By literally putting the documentation process in people's hands, this allows participants to determine what is recorded, and to take control of this process. The use of the network and BOLD methodology also has wider implications for participants' understanding of the workflow used in contemporary language documentation. In coming to understand that what they record can be listened to by anyone, and that additional annotations can be made on original recordings, people can learn in a practical way about the distribution and use of digital artefacts. This means people can immediately begin to understand the implications of the documentation project, and consent to participation is informed on a much more immediate level. Since writing the original abstract for this paper, I have started a small research project with the Aikuma team to test the effectiveness of the application in the collection of audio recordings in Nepal, and also as a tool of building better informed consent. The quality of recording on mobile phone handsets is not yet the same quality as that of a professional quality solid state audio device, but there is no reason that Aikuma could not occur in parallel to the linguist's own language documentation workflow. In this way the linguist could use Aikuma as a tool to help educate participants in digital data.

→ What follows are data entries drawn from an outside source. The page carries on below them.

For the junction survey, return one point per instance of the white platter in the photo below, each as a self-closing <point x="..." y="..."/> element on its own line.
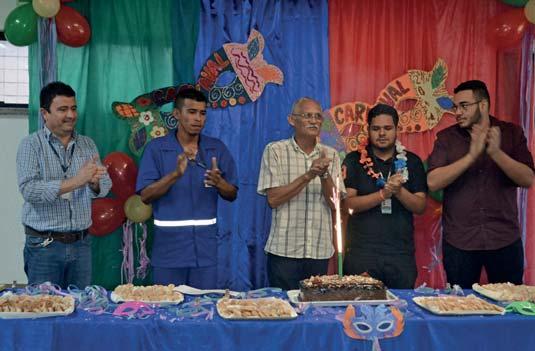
<point x="293" y="296"/>
<point x="420" y="302"/>
<point x="497" y="295"/>
<point x="118" y="299"/>
<point x="32" y="315"/>
<point x="293" y="313"/>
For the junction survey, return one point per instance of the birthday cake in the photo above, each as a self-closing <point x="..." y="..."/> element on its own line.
<point x="346" y="288"/>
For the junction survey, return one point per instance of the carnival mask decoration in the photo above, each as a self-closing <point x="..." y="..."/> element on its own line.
<point x="236" y="74"/>
<point x="367" y="322"/>
<point x="420" y="97"/>
<point x="145" y="117"/>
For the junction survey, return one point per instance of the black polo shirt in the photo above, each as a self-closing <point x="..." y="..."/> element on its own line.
<point x="371" y="230"/>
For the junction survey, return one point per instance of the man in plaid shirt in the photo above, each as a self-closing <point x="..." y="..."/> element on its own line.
<point x="298" y="176"/>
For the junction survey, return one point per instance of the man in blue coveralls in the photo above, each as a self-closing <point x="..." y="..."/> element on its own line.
<point x="182" y="175"/>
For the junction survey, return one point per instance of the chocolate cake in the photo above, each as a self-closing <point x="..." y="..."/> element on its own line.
<point x="346" y="288"/>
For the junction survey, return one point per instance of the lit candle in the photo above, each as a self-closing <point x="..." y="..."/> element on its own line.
<point x="338" y="223"/>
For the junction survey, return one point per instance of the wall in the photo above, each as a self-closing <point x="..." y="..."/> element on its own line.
<point x="5" y="8"/>
<point x="13" y="127"/>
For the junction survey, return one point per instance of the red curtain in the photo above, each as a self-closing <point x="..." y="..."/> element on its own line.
<point x="374" y="41"/>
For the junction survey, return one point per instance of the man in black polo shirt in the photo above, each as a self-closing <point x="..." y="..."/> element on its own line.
<point x="385" y="185"/>
<point x="480" y="162"/>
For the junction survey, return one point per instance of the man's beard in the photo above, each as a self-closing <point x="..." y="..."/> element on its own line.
<point x="476" y="118"/>
<point x="384" y="149"/>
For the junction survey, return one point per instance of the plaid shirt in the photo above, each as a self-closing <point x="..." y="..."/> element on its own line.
<point x="39" y="175"/>
<point x="302" y="227"/>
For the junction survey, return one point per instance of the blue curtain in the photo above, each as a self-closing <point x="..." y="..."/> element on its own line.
<point x="295" y="34"/>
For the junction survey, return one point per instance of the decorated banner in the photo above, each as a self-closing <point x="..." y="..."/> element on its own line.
<point x="244" y="64"/>
<point x="420" y="97"/>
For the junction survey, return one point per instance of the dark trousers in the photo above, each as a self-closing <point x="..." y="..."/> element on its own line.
<point x="395" y="270"/>
<point x="502" y="265"/>
<point x="286" y="272"/>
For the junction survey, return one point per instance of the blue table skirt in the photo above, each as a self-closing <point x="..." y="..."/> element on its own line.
<point x="312" y="331"/>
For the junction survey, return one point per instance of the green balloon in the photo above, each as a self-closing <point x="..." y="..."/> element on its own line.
<point x="20" y="27"/>
<point x="136" y="210"/>
<point x="516" y="3"/>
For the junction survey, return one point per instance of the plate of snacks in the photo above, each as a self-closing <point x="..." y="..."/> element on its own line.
<point x="457" y="305"/>
<point x="152" y="294"/>
<point x="266" y="308"/>
<point x="14" y="306"/>
<point x="506" y="292"/>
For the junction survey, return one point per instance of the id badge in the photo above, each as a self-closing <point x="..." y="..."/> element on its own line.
<point x="386" y="206"/>
<point x="67" y="196"/>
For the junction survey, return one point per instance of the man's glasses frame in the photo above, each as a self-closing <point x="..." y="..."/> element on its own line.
<point x="464" y="106"/>
<point x="308" y="116"/>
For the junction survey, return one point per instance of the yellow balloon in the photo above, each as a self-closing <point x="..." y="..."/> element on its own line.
<point x="529" y="11"/>
<point x="46" y="8"/>
<point x="136" y="210"/>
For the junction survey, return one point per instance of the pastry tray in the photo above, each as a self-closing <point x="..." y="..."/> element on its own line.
<point x="118" y="299"/>
<point x="293" y="313"/>
<point x="491" y="294"/>
<point x="293" y="296"/>
<point x="32" y="315"/>
<point x="419" y="301"/>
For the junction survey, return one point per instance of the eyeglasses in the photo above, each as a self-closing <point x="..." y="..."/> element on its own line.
<point x="308" y="116"/>
<point x="464" y="106"/>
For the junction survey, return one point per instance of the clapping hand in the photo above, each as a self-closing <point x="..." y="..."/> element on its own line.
<point x="213" y="175"/>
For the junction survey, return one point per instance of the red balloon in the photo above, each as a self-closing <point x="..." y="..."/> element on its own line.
<point x="123" y="174"/>
<point x="73" y="29"/>
<point x="507" y="29"/>
<point x="107" y="215"/>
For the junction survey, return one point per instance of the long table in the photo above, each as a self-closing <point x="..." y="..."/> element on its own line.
<point x="316" y="329"/>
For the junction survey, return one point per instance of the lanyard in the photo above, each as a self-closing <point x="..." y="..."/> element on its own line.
<point x="380" y="171"/>
<point x="64" y="167"/>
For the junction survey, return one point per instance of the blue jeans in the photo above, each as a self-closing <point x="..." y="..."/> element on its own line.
<point x="58" y="263"/>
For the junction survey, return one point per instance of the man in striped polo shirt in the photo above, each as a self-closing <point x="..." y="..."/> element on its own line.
<point x="298" y="176"/>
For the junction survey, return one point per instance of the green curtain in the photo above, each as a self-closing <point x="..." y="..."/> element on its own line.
<point x="130" y="53"/>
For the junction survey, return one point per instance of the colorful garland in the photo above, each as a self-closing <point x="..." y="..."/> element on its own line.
<point x="400" y="164"/>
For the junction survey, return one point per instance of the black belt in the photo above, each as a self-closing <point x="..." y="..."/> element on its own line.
<point x="62" y="237"/>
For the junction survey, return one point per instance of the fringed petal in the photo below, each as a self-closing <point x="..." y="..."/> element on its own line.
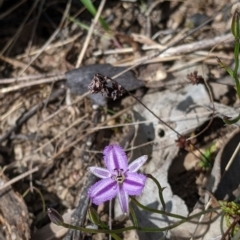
<point x="123" y="200"/>
<point x="115" y="158"/>
<point x="134" y="183"/>
<point x="136" y="164"/>
<point x="100" y="172"/>
<point x="103" y="190"/>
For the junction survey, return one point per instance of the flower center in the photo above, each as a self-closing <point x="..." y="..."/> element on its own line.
<point x="119" y="176"/>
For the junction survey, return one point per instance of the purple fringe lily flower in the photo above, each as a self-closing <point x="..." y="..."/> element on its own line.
<point x="119" y="179"/>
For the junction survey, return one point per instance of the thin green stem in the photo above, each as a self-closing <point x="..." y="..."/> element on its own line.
<point x="160" y="190"/>
<point x="157" y="211"/>
<point x="235" y="71"/>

Future directions and challenges
While these are not the only projects that are proactively bridging the gap between the researcher and participants, they do illustrate some of the future challenges that linguistics and the digital humanities face. Above I discussed the benefits of building community education into language documentation projects, in this section I wish to touch on a range of challenges, and how we might rise to meet them. These challenges are broken down into language community challenges, research community challenges and technological challenges.

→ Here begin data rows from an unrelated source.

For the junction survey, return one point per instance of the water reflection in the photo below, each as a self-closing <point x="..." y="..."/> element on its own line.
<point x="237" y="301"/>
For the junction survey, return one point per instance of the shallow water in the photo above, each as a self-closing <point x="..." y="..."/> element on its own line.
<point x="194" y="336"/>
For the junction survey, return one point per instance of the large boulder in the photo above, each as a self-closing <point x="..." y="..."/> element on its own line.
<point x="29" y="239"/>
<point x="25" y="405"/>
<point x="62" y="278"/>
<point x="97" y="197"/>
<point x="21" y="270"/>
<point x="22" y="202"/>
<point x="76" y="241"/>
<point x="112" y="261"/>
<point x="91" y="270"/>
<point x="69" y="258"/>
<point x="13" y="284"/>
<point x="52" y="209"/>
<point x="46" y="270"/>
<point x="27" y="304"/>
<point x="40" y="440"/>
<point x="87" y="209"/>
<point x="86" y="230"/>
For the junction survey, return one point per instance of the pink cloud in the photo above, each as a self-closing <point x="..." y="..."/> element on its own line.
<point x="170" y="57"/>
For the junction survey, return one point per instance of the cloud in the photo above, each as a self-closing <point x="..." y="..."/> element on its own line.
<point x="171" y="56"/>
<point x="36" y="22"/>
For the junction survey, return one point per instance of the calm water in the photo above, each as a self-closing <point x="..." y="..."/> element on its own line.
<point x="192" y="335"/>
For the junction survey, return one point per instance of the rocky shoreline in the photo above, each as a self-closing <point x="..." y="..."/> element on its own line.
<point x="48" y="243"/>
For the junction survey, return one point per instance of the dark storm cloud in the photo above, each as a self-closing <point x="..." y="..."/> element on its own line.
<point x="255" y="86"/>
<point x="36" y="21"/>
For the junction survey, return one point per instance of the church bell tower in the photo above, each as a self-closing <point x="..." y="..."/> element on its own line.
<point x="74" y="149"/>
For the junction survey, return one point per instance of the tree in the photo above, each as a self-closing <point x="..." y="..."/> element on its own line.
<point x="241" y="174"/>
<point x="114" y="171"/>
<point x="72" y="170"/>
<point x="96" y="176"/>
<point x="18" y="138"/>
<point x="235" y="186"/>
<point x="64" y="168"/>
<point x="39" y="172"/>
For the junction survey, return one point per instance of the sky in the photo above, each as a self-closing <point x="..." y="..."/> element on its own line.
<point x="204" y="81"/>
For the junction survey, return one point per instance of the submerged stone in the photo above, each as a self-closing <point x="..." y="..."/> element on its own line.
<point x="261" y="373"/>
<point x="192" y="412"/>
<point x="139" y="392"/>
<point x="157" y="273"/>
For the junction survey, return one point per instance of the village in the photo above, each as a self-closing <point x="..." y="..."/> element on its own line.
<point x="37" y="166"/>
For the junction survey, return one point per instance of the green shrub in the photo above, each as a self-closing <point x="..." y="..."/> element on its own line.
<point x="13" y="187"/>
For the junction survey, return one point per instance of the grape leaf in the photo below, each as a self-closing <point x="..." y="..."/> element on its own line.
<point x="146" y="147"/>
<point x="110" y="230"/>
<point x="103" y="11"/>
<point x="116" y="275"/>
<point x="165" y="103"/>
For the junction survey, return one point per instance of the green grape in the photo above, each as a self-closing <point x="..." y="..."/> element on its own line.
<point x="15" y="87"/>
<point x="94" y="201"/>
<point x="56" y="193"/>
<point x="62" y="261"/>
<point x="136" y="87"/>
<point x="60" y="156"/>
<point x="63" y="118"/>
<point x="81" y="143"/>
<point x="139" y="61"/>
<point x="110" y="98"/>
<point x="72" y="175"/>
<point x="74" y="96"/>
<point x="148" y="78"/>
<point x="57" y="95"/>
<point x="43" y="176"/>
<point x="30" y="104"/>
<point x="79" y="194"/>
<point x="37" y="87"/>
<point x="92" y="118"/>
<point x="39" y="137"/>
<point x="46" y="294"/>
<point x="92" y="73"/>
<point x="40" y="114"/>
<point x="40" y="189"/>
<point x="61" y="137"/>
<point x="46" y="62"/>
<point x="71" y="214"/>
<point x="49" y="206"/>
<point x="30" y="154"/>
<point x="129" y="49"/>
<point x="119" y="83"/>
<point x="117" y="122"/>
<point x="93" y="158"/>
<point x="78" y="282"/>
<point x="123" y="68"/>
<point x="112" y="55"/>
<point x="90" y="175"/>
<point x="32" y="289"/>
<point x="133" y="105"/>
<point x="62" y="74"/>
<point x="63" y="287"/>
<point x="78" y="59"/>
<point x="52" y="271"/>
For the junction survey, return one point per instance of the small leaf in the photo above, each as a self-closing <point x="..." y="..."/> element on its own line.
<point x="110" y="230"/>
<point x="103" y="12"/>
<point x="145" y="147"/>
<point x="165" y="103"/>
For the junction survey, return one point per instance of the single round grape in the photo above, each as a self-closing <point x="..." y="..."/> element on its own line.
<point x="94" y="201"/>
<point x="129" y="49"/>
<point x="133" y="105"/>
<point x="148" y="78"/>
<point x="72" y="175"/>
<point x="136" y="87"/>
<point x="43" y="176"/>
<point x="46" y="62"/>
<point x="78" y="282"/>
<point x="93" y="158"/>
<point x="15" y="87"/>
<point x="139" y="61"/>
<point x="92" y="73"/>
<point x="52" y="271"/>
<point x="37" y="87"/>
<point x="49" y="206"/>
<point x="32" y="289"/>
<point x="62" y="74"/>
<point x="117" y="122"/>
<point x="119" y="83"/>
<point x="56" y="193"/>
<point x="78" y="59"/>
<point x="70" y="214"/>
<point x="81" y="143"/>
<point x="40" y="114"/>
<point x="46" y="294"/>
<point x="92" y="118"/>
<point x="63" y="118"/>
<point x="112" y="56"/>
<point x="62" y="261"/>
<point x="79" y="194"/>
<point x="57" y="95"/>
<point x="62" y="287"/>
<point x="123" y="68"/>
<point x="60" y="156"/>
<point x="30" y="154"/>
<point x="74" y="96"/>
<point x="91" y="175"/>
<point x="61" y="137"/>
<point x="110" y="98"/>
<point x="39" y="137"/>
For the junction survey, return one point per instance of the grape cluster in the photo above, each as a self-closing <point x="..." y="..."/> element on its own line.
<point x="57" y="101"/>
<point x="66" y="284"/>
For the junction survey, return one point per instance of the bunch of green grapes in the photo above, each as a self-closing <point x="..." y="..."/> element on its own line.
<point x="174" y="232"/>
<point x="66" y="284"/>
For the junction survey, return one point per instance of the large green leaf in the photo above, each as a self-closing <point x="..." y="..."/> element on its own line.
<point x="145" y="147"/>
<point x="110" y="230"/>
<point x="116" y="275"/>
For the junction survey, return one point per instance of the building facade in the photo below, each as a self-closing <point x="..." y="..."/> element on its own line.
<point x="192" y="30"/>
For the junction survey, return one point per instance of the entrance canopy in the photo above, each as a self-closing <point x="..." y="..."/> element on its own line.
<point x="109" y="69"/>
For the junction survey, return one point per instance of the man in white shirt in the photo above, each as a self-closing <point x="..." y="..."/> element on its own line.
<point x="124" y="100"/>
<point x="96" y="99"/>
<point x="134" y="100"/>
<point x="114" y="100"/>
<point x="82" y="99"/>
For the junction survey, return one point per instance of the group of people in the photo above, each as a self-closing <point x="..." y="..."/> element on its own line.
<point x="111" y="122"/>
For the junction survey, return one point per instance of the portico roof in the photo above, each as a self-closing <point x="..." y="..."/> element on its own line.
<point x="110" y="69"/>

The biggest challenge we face in providing access to digital learning for the communities we work with is that these groups are highly heterogeneous, and all have their own needs and interests. Therefore, although I singled out the two projects above as being good models of engagement, they may not provide solutions relevant to all communities or projects. The Iltyem-iltyem project in particular was built upon the needs of a very specific group of communities where sign language traditions are still strong, and where interest and access to the Internet is growing. Even Aikuma, which is designed to be as broadly applicable as possible, has not had complete success at all trial sites, as finding a text-minimal interface and process that is remains functional is a challenge that is still being negotiated (Bird p.c.). Different communities will already have access to different levels of technology, as well as their own cultural attitudes that may inform their opinions regarding the use of technology and transfer of digital information. Linguists have always had to take into account the needs of different communities, but the technological needs pose a new level of need for considered discussion with the we work with. They may have expectations of what we can provide them in terms of technological infrastructure that are beyond the scope of what we are able to offer, or there may be people who feel left out from the process. These challenges are perhaps the most difficult of all, as there is no single solution, but the more researchers share their experiences of bringing digital humanities methodologies to the communities they work with, the better placed we will all be in our work.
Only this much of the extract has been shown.